A brief remark: If you’re worried now because this example mentioned natural numbers, integers, logarithms, or anything else you don’t quite remember from your high school days, don’t despair. While these are convenient examples for mathematical concepts, we won’t actually encounter them all that often. They certainly aren’t the focus of this book, and high school math will rarely make an appearance. Where we do need these concepts, they’re slowly introduced like any other new concept. So don’t let this distract you, focus on the important insight here:
Whenever you see an abstract definition, think about what kind of more concrete objects would (not) fit the definition.
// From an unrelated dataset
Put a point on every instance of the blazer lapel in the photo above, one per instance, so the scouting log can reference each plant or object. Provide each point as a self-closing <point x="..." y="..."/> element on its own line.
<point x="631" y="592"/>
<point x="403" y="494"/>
Implication and equivalence are not the same
English, as all natural languages, is pretty sloppy in how it expresses conditions. Consider the following lovely sentence: “If you don’t give me your money, I will shoot you”. Now the common understanding is that you won’t be shot as long as you hand over your money. But if your robber happens to be a mathematician you are very unlucky because they might still shoot you — while you draw your final breath they will gleefully point out that they didn’t say “If you don’t give me your money, I will shoot you, and if you give me your money I will not shoot you.” Your murderer took advantage of the fact that English often expresses a biconditional (\(a\) implies \(b\), and the other way round) with the same language we use for implications (\(a\) implies \(b\), but \(b\) does not necessarily imply \(a\)).
In “If you don’t give me your money, I will shoot you”, the if is a biconditional: whichever choice you make fully determines what the robber will do next. Not forking over your hard-earned cash implies getting shot by the robber, and getting shot by the robber implies that you chose not to fork over your hard-earned cash. But the very same if is just an implication in “If it rains, the road is wet”: if it does not rain, the road may still be wet, e.g. because of a homeowner’s overzealous sprinklers. Here the absence of rain does not imply the absence of wet roads. It is an implication, but not a biconditional.
English does not explicitly mark the distinction between a biconditional and an implication, the reader is supposed to figure it out from context. But in mathematics, the distinction is very important, and this is why mathematicians explicit distinguish the implication if from the biconditional iff (which is short for if and only if). So pay close attention to whether the text uses an if or an iff.
The following is an implication but not an equivalence/biconditional: “If you are an actress, then you are female”. After all, not every female is an actress. On the other hand, “You are a bachelor iff you are an unmarried man” is a biconditional. Every unmarried man is a bachelor, and every bachelor (in the non-academic sense) is an unmarried man.
Never confuse the conditional if with the biconditional iff.
Recap
- Avoid symbol shock!
- Don’t rush, take your time.
- Break readings into chunks.
- Add colors.
- Try to understand the notation.
- Definitions
- Read them carefully.
- Think about what would (not) fit the definition.
- Think about why this particular definition was chosen, rather than some alternative.
- Writing style
- Don’t assume implicatures. Read in a very literal fashion.
- Don’t confuse implications (if) and biconditionals (iff).